Wednesday, November 28, 2007

I Guess Dan Rather Was "Jonathan Russelled"


By 1822, a number of politicians were already surreptitiously jockeying for position in the race to succeed James Monroe as president. Among the contestants were Henry Clay of Kentucky and John Quincy Adams of Massachusetts, who was then serving as President Monroe’s Secretary of State.

Clay and Adams had served together in 1814 as two of the five members of the American delegation that had negotiated the treaty with Great Britain, known as the Treaty of Ghent, that settled the War of 1812. During the negotiations, there had been some tensions among the American delegation. The British took the position that the War terminated American rights to fish off the Labrador coast; in return, the British were prepared to give up their right to navigate on the Mississippi River. Adams, a New Englander, was determined to press the Labrador fisheries issue, although he never advocated conceding the latter issue.
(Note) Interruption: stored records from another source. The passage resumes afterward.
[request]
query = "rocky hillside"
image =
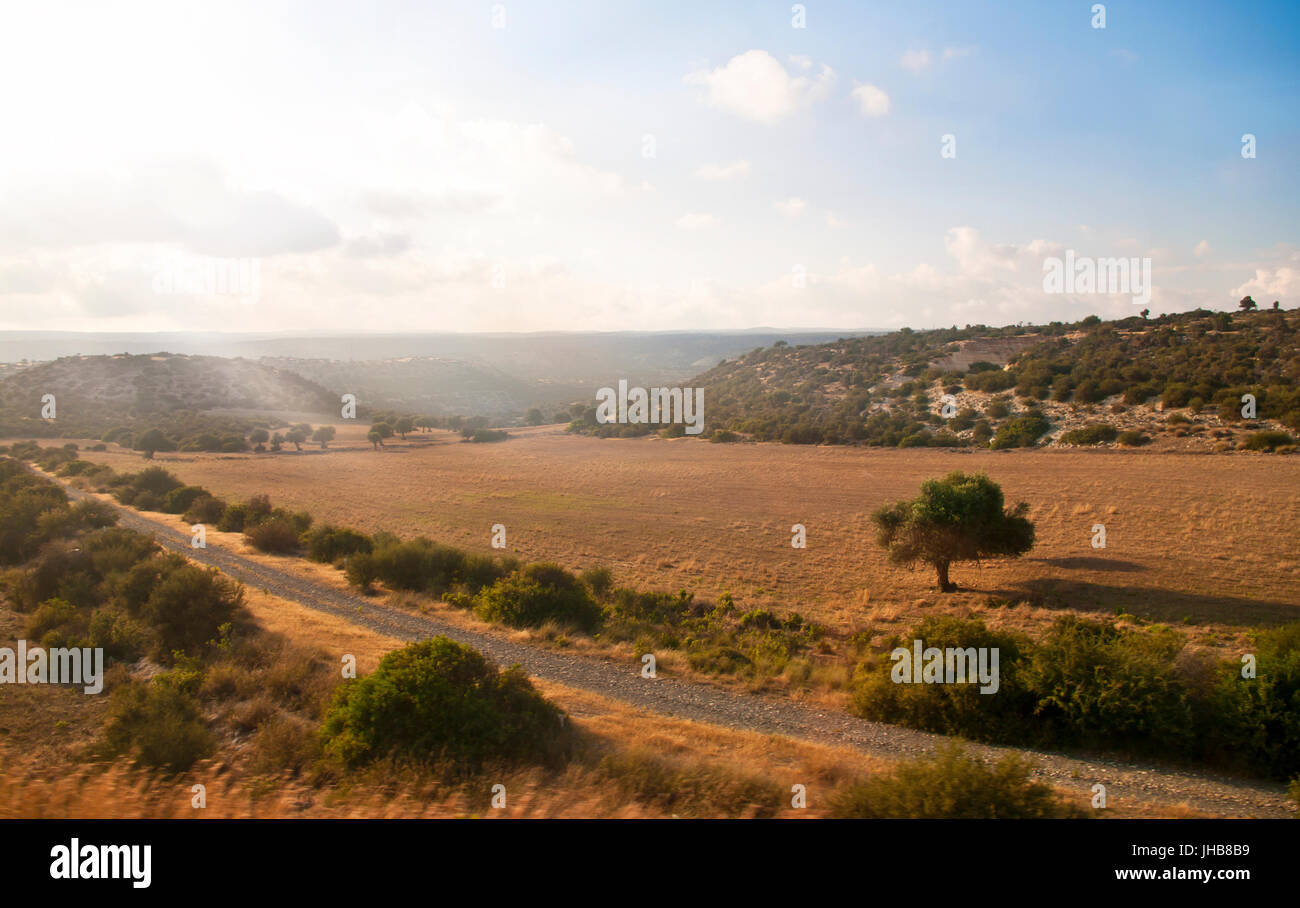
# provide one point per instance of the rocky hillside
(1177, 380)
(94, 392)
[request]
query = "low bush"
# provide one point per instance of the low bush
(159, 725)
(952, 785)
(1021, 432)
(277, 536)
(437, 701)
(538, 593)
(1090, 435)
(1266, 441)
(178, 501)
(330, 544)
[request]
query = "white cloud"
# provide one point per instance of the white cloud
(874, 102)
(792, 207)
(754, 85)
(697, 221)
(917, 61)
(732, 171)
(1272, 284)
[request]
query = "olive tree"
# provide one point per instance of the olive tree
(956, 518)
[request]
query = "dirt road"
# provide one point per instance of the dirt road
(705, 703)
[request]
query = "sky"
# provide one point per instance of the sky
(572, 165)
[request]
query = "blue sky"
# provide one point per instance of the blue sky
(598, 165)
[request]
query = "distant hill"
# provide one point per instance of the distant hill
(94, 392)
(497, 376)
(1014, 385)
(420, 384)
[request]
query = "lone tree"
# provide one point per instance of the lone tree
(954, 518)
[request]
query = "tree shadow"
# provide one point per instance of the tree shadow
(1092, 563)
(1162, 605)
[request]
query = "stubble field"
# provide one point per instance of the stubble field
(1204, 541)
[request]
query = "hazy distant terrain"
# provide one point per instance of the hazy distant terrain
(489, 375)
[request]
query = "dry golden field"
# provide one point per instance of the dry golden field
(1209, 541)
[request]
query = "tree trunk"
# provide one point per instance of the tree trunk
(945, 586)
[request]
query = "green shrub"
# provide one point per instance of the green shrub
(692, 790)
(207, 510)
(438, 700)
(1253, 723)
(538, 593)
(1266, 441)
(278, 536)
(1021, 432)
(598, 579)
(187, 606)
(233, 518)
(121, 636)
(1090, 435)
(156, 480)
(60, 615)
(117, 549)
(178, 501)
(329, 544)
(949, 709)
(159, 725)
(1095, 686)
(147, 501)
(952, 785)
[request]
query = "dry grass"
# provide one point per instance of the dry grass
(1199, 540)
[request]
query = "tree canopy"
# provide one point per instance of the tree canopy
(956, 518)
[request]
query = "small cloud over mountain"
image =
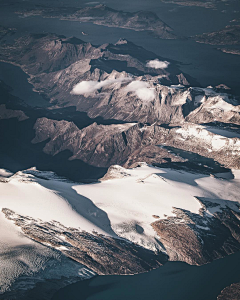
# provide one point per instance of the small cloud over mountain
(87, 87)
(157, 64)
(142, 90)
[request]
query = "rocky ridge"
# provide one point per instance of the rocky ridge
(102, 254)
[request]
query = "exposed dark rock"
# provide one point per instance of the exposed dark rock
(199, 239)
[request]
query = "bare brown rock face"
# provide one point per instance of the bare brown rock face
(199, 239)
(102, 254)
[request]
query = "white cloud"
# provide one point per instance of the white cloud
(157, 64)
(87, 87)
(142, 90)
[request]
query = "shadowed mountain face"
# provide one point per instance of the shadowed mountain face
(102, 111)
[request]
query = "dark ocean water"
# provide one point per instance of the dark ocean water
(173, 281)
(203, 62)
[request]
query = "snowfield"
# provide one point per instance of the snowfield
(124, 203)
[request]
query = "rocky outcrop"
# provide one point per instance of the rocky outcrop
(101, 254)
(126, 144)
(231, 292)
(199, 239)
(106, 16)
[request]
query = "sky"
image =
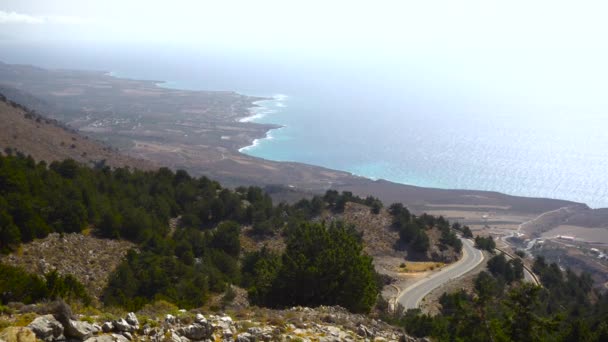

Westerner Henry Clay adamantly saw the Mississippi River as an American stream and the paramount issue. Ultimately, the Treaty did not mention or settle either issue.

A third member of the American delegation at Ghent had been Jonathan Russell, who in the spring of 1822 was serving as a Representative from Massachusetts in the House. Although from Massachusetts, Russell was a Clay man in 1822, and he came up – either with or without Clay’s connivance – with an ingenious scheme to discredit Clay’s rival Adams.

Russell arranged for another member of the House to demand that the executive branch produce a letter – which Russell believed had been lost – that Ghent delegate Russell had written at the conclusion of the negotiations. Russell then produced a “true copy,” which portrayed Adams at Ghent as one who “would barter the patriotic blood of the West for blubber, and exchange ultra-Allegheny scalps for codfish.”

Adams, however, had the last laugh. He was able to locate the original letter and establish that the “copy” was nothing of the sort and had been fabricated years later. Adams’s destruction of Russell was so devastating that for a time a new phrase entered the language: “to be Jonathan Russelled.”